Theres’s a little corner of the Forest that you will not find by accident. It isn’t on a main road, and it doesn’t give you a short cut to anywhere that you may wish to visit. It doesn’t have a community hall, shop, place of worship or pub. It has narrow roads, and has some residences, mostly set back from the road and hidden by the high trees and hedges which protect the buildings and obscure the dramatic views of the river far below and the low range of hills on the other side of the river.

St Briavels Common is an isolated area with a scattered and small population which you are unlikely to pass through on the way from somewhere to somewhere else. That is, unless you are in St Briavels, and are familiar with the myriad lanes which might take you to Brockweir.

There are a lot of dead ends and confusing road junctions that might mislead you on this potentially confusing journey through the Common, which was the home of writer and philosopher Philip Toynbee and his short lived Hippie commune in the 1970s , and birthplace of the cricketer William Midwinter who had the unique distinction of playing for England against Australia and Australia against England. I keep on intending to set up a campaign to get a memorial or at least a plaque celebrating this unique cricketing mercenary at St Briavels sports field. But I never quite get round to it. Eventually you might reach the Wye at Brockweir, but it might be simpler to drive straight along the A466 to Hewelsfield and take the road from the crossroads straight down to Brockweir.

But it’s not St Briavels Common that I’m writing about. After over 50 years in the Forest, I’ve just discovered Blakeney Hill. You don’t go through Blakeney Hill on the way from anywhere to anywhere else. No dual nationality sports people or hippie communes there. Just remote, mysterious wooded country lanes, with occasional grand views over the River Severn and across to the scenic low hills of the south Cotswolds.

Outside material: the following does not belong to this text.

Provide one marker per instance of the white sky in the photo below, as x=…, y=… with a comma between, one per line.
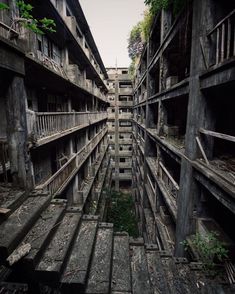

There are lanes leading off to unseen Blakeney Hill residences. The lanes have special names, like ‘Hitchins’, ‘Highfield’, and my favourite ‘Loiterpin’, an exotic name that I haven’t been able to find a derivation for, in spite of consultation with Google. ‘Loiterpin’ is an exclusive title for a remote lane which features a forest travel agency. In the 19th Century it had alternative spellings like ‘Loibspin’, ‘Loveterpin’ and ‘Loiterper’. Although interesting, these exotic names cast no light on the derivation of the title of a secluded forest track.